Women with Insufficient 25-hydroxyvitamin D Without Secondary Hyperparathyroidism Have Altered Bone Turnover and Greater Incidence of Vertebral Fractures

Background: The connection of 25-hydroxyvitamin D [25(OH)D] with bone metabolism is reported to occur indirectly through parathyroid hormone (PTH) activity. However, we hypothesized that 25(OH)D insufficiency raises the risk of bone fracture independent of PTH, since 25(OH)D insufficiency is not always accompanied by hyperparathyroidism. The aim of this study was to show a direct association between 25(OH)D, bone turnover markers, and fractures that was independent of PTH.

Methods: We measured serum 25(OH)D in a group of 330 postmenopausal osteoporotic women who did not have secondary hyperparathyroidism. We analyzed the effects of 25(OH)D insufficiency [25(OH)D < 20 ng/mL] on the expression of several bone markers, including serum bone alkaline phosphatase (BAP), osteocalcin (OC), urinary N-terminal telopeptide of type-I collagen and free deoxypyridinoline (DPD), and inorganic phosphorus (IP), as well as on the prevalence of vertebral fractures.

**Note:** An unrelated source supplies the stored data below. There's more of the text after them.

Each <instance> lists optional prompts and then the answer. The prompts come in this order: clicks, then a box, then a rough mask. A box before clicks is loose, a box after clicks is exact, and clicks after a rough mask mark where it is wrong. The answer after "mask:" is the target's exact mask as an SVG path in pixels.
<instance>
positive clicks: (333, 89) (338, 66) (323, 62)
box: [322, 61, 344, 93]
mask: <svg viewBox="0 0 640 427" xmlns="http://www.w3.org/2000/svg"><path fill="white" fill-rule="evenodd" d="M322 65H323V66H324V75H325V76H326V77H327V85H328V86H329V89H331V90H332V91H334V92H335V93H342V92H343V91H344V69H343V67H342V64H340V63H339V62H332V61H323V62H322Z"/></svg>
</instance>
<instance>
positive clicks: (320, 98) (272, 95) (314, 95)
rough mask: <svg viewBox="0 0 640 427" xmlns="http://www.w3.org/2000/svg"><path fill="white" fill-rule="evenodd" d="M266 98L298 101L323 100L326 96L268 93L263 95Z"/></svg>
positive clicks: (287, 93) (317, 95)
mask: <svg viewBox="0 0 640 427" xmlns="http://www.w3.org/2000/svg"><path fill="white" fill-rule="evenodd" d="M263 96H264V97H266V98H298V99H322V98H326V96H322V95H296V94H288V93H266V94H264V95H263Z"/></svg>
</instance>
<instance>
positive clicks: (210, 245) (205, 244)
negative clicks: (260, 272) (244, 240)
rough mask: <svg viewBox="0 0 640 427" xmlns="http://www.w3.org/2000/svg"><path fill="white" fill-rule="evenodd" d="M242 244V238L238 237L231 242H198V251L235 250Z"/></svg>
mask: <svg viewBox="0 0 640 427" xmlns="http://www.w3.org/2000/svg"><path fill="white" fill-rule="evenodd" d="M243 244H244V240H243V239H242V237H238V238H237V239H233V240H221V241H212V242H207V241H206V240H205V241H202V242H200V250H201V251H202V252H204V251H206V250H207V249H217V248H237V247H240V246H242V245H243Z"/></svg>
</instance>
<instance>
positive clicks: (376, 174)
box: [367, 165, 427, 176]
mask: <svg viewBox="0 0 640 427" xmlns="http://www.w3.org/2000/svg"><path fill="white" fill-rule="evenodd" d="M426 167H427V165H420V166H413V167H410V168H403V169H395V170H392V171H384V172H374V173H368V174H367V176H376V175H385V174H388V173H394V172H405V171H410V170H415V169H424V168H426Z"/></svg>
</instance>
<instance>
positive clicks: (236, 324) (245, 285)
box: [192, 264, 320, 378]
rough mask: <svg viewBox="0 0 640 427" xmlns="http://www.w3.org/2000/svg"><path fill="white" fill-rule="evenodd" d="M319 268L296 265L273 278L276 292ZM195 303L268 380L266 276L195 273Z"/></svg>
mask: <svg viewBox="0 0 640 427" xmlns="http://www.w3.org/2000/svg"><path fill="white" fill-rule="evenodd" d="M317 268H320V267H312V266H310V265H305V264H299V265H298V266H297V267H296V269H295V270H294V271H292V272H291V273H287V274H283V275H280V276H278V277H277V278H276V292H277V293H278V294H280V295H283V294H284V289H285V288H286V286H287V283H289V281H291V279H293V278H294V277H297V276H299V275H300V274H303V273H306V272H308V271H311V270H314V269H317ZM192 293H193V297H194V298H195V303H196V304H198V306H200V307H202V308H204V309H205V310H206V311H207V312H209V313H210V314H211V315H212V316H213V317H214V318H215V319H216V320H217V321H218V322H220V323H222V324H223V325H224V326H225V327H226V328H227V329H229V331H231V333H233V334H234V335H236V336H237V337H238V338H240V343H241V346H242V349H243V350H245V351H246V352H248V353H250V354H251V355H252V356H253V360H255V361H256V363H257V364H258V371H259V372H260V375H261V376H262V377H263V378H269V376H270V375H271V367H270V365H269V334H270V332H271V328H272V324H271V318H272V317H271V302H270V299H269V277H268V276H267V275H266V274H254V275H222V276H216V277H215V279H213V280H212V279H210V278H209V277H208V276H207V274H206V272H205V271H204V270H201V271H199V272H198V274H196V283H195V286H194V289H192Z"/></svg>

Results: OC/BAP ratios and IP levels were significantly lower and DPD was significantly higher in 25(OH)D insufficient patients. These effects were independent of age, PTH, and estimated glomerular filtration rate (eGFR). 25(OH)D insufficiency, a low OC/BAP ratio, and low IP were related to the presence of prior vertebral fractures independent of PTH, bone mineral density (BMD), and eGFR.

Conclusions: We propose that 25(OH)D insufficiency is associated with a low OC/BAP ratio and high DPD in postmenopausal osteoporosis patients without hyperparathyroidism. This pathological condition is associated with an increased incidence of prior vertebral fractures independent of PTH, BMD, and eGFR.